杜国强笑着对明白说道。“小明,你也别跟我客气,这些烟都是我朋友们送的,抽完的话,你就问大牛要吧。你应该也知道,对身边人,我一向有福同享了。”
“领导,小明受之有愧。”明白顿时感觉自己这十多年的委屈,终于是熬出头了,眼睛有点发酸起来,他强忍住叉开话题。“对了,领导,我建议您还是不要住在咱们双河宾馆了,虽说那里的房间和设施都是这里最好的,但是那里人多眼杂了。”
“嗯,你不说这个,我也打算在外面物色一个小院或者小楼了。”杜国强点点头,赞赏地说道。“你也帮我留意一下,有没有合适的地方,我喜欢安静点、环境好点的。”
此时房门又被打开了,孙达牛拎着一瓶曲氏仙酿进来,正听到杜国强找房子的事情,忙接口说道。“杜县长,您打算找房子?那就正好了,我远房表妹她要去南方做生意,正想把她房子出租呢,她那里环境好,地方大,拾掇得很干净,而且边上就是青水溪哩,要不我帮您问问?”

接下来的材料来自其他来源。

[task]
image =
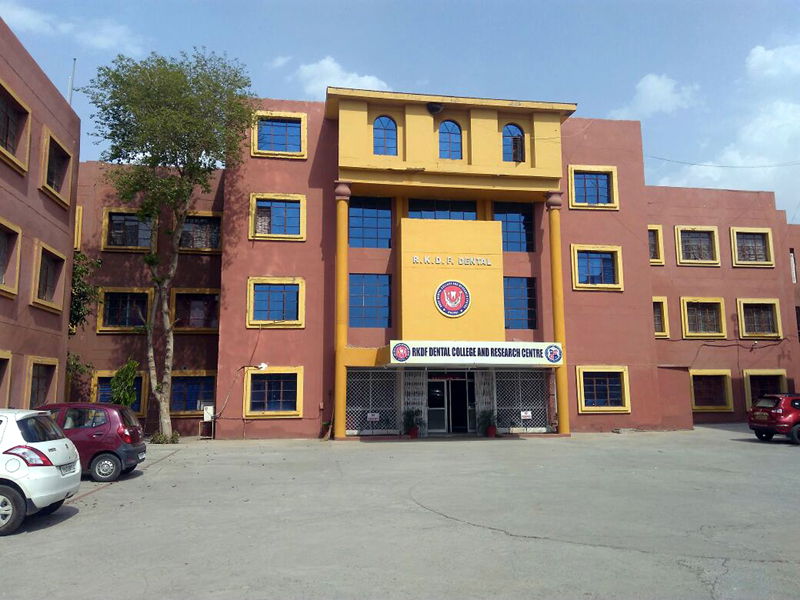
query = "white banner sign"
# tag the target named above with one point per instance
(445, 352)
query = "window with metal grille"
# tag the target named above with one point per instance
(752, 247)
(370, 300)
(519, 294)
(50, 267)
(370, 222)
(384, 136)
(201, 233)
(279, 135)
(124, 309)
(273, 392)
(190, 393)
(592, 188)
(517, 224)
(703, 317)
(104, 392)
(196, 310)
(709, 390)
(275, 301)
(454, 210)
(450, 140)
(596, 268)
(603, 389)
(126, 230)
(698, 245)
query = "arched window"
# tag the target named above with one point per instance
(450, 140)
(384, 136)
(513, 143)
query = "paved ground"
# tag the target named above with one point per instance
(710, 513)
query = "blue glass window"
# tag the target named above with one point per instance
(277, 217)
(279, 135)
(454, 210)
(384, 136)
(520, 302)
(450, 140)
(104, 392)
(370, 222)
(596, 268)
(592, 188)
(273, 392)
(275, 301)
(602, 389)
(517, 219)
(513, 143)
(370, 300)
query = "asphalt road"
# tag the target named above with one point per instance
(710, 513)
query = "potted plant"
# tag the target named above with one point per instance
(486, 423)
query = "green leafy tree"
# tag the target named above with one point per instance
(171, 121)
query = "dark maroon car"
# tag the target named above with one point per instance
(109, 438)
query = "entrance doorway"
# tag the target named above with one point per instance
(451, 402)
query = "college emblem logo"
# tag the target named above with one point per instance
(401, 352)
(553, 354)
(452, 298)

“好呀,如果可以的话,吃完饭,我们就去你表妹那里瞅瞅吧。”杜国强听到孙达牛的话,心里也很高兴,没想到可以那么快就有信息了,随后他又说道。“孙老板,这酒就算了,我们有规定中午不喝酒了。”
“行,那就下次请您再喝。我先去打个电话问问看。”孙达牛见杜国强愿意去看房子,马上就又退了出去,联系他表妹去了。
“对了,小明,我们县府里面,你觉得几个副县长是什么情况?”杜国强笑着询问起来,这个时候,他已经把明白看做自己来双河县收获的第一个心腹手下了,所以话题就索性敞开来问了。
明白当然明白杜国强的意思,仔细斟酌了一下,才缓缓说道:“领导,咱们几个副县长中,和杭县长走得比较近的是勾县长和查县长,他们都是土家人了,其中查县长和行县长还是同一个乡的。向县长虽然也是土家族,但是他和杭县长与毛书记都不太合拍,所以在县里也是被边缘化的。而范县长五年前也是从临河县调过来的,也属于边缘角色。”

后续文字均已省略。